Le marché et son analyse

Avant de choisir un assortiment, un prix ou une animation, un manager doit d'abord connaître son marché : qui sont ses clients, qui sont ses concurrents, et quelles tendances redessinent la demande. C'est le point de départ de toute offre dynamisée.

Avant de choisir un assortiment, un prix ou une animation, un manager doit d'abord connaître son marché : qui sont ses clients, qui sont ses concurrents, et quelles tendances redessinent la demande. C'est le point de départ de toute offre dynamisée.

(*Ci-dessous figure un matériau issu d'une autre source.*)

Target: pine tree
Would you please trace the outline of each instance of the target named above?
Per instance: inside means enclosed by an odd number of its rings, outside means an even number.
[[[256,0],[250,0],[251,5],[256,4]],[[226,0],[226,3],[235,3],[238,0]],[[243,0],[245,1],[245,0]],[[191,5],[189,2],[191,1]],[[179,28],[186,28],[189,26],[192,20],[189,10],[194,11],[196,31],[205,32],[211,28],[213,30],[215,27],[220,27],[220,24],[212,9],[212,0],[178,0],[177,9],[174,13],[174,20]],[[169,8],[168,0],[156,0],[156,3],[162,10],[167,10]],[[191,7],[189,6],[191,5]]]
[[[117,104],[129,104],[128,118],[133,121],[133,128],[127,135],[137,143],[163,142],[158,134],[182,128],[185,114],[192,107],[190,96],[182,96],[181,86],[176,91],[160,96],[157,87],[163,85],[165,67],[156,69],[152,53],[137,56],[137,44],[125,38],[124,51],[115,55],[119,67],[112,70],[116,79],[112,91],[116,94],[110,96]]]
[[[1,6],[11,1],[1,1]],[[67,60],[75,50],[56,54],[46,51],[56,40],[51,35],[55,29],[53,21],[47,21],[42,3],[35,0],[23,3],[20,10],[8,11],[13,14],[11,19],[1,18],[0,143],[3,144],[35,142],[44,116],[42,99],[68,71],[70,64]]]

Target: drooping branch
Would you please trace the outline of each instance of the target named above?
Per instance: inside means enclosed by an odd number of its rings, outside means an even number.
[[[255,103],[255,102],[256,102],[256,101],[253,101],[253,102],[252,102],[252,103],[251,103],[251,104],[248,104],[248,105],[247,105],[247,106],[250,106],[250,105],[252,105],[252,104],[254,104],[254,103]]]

Définir et mesurer son marché

Un marché se définit d'abord par ses types : B2B, B2C, C2C, et par des cercles emboîtés — marché principal (concurrents directs), environnant (substituts), support (compléments) et générique (même besoin de fond). Il se mesure ensuite en volume et en valeur, à travers l'offre et la demande. Parmi les non-clients, les non-consommateurs relatifs constituent le vrai réservoir de croissance d'une unité commerciale, à côté des clients de la concurrence à convertir.

Lire la concurrence avec Porter

Le modèle des cinq forces de Porter — rivalité interne, nouveaux entrants, pouvoir des fournisseurs, pouvoir des clients, produits de substitution — permet de comprendre pourquoi un secteur est plus ou moins rentable. Pour un point de vente, le pouvoir des clients (comparateurs de prix) et la menace des substituts (e-commerce, seconde main, location) sont aujourd'hui les forces les plus décisives : le vrai concurrent n'est pas seulement le magasin d'en face.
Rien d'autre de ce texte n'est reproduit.